A sociopath targets a suburban Pennsylvania psychiatrist whose success is only the prelude to a series of nightmarish reversals.
It’s true that Dr. Eric Parrish doesn’t have everything. His wife, Caitlin, is divorcing him and being difficult over the joint custody they’ve arranged for their 7-year-old daughter, Hannah, and his latest private patient, 17-year-old Max Jakubowski, seems much more in need of help than his dying grandmother does. But Eric’s colleagues like and admire him—one of them, medical student Kristine Malin, is clearly in hot pursuit—and so does U.S. News and World Report, which is about to announce that the psych unit Eric heads at Havemeyer General Hospital ranks second in the nation. It all goes south with a suddenness that would be shocking outside the pages of Scottoline. Kristine files harassment charges after Eric rejects her come-on. Max phones Eric to say that his grandmother’s died and then takes a powder. Renée Bevilacqua, a girl Max tutors in math and otherwise worships from afar, gets murdered the morning after Eric follows her home, looking in vain for a lead to Max’s whereabouts.

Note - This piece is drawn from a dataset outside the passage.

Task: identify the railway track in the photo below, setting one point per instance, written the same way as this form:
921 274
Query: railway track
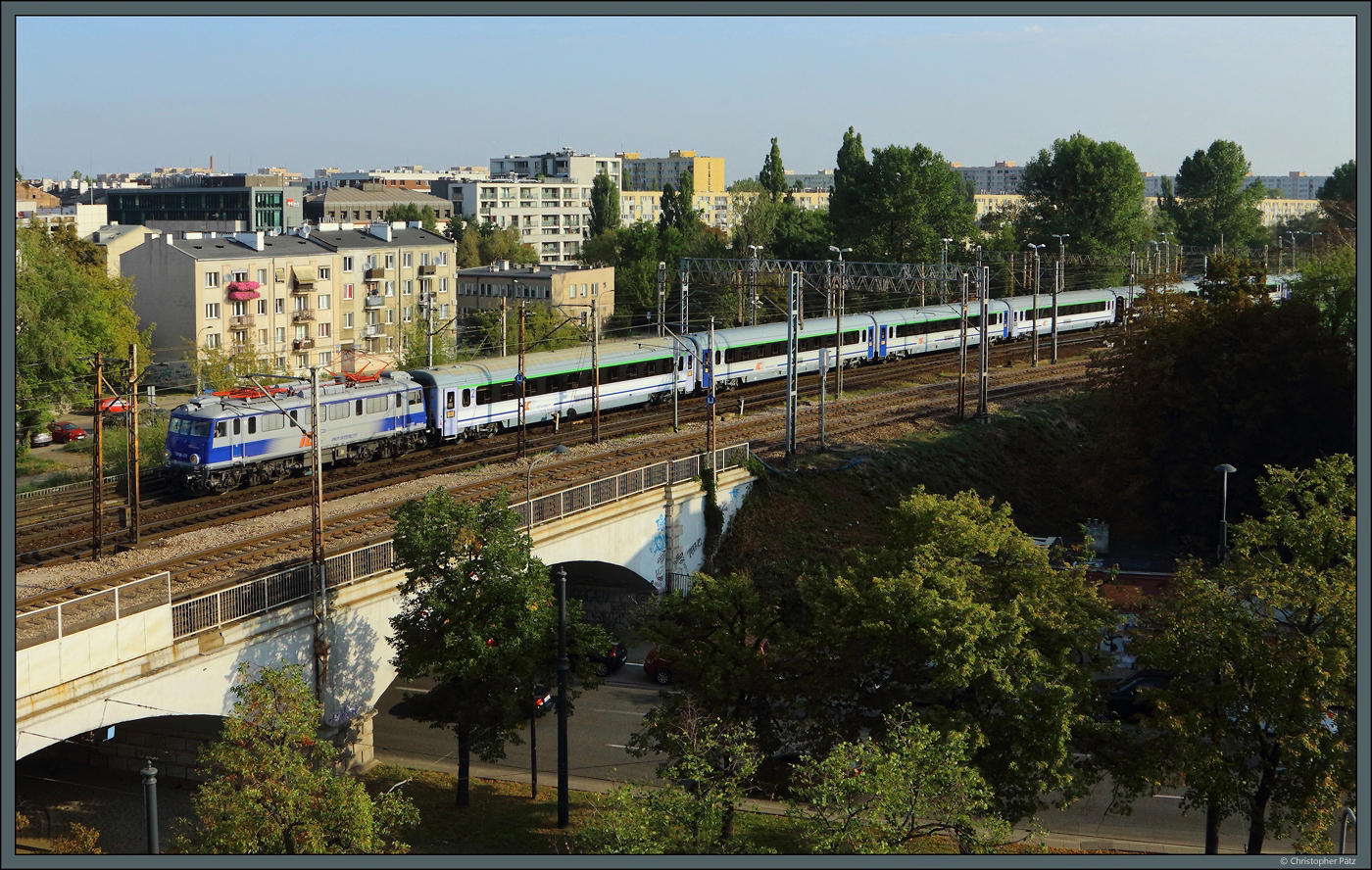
69 537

The cops haul Eric in as a person of interest, then invade his office and home looking for evidence when he demands they find Max, whom he considers a suicide risk, but won’t say any more about him. The colleagues who so recently toasted Eric lock him out. And that’s all before Max takes five teenagers hostage and announces that he’s going to kill one every 15 minutes before he blows up the King of Prussia Mall. Who can possibly be pulling so many different strings?
A proficient, mounting-stakes actioner that proves Scottoline is just as comfortable with a shrink determined to go to the wall for a troubled teen as she ever was with Bennie Rosato’s all-female law practice (Betrayed, 2014, etc.).